I remember
A period of roughly one year when my parents were spending every cent on helping a family member with cancer. Everything was budgeted, if it couldn't be fixed, used up or made do, you did without. The washer (our last Unimatic) died, there was a landr-o-mat around the corner. Mom did the numbers, decided it was cheaper to wash there until the next big sales.
This was back when things were still decent and people regarded publicly available services as something you took care of.
I liked all the machinery, plumbing and wiring - the owners let me (with hands in my pockets and a solemn promise to keep them there) go through the service tunnels and rooms. Neat!
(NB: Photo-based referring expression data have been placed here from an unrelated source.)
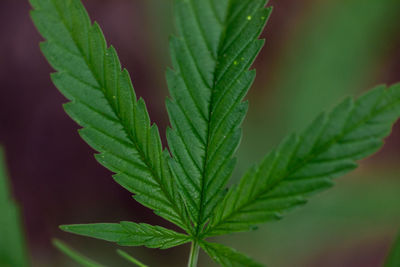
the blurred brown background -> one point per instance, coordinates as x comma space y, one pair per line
316, 52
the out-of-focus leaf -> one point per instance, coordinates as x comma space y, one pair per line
306, 164
393, 259
12, 243
335, 55
129, 258
333, 52
76, 256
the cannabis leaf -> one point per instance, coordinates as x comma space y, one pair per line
216, 43
103, 101
12, 243
130, 234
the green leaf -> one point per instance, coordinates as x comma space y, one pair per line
130, 258
76, 256
393, 260
104, 103
228, 257
130, 234
216, 44
12, 242
305, 164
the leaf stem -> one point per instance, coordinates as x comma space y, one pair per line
194, 254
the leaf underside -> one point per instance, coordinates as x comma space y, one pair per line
216, 43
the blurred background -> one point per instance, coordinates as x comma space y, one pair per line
317, 52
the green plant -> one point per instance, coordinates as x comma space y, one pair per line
393, 258
12, 241
216, 44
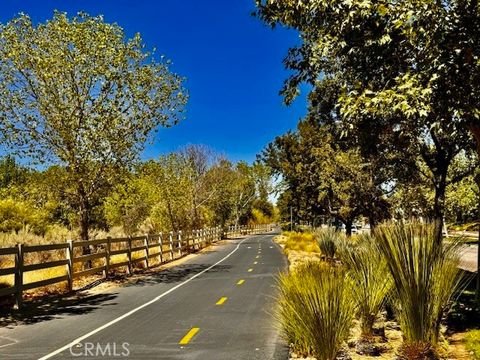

My mom liked that an entire week's worth of laundry could be done from beginning to end in one hour.
When we bought the new Frigidaire (a turquoise rollermatic) I missed the landr-o-mat. My mom switched laundry day from Saturday morning to three times a week, my job.
To this day I can remember the smell of the detergents and the signs on the wall explaining in careful detail that it was really cheaper to come to the landr-o-mat than to roll your own.
160° Hot water, machines always working, dryers which dried in 15 minutes not an hour...
The place, today, is still a coin-operated laundry. But even my size, even if I were armed and had two bodyguards, no way I'd be caught there. One, wrong ethnic group. Two, wrong language. Three - the filth on the floor tells you all you need to know about what's in the machines.
Robert Heinlein was right - about the time a culture lets public places get trashed is about the time you know the rest is going to hell in a handbasket.
Anybody remember Daniel Day-Lewis and Gordon Warnecke in "My Beautiful Laundrette?" Very do-able, very.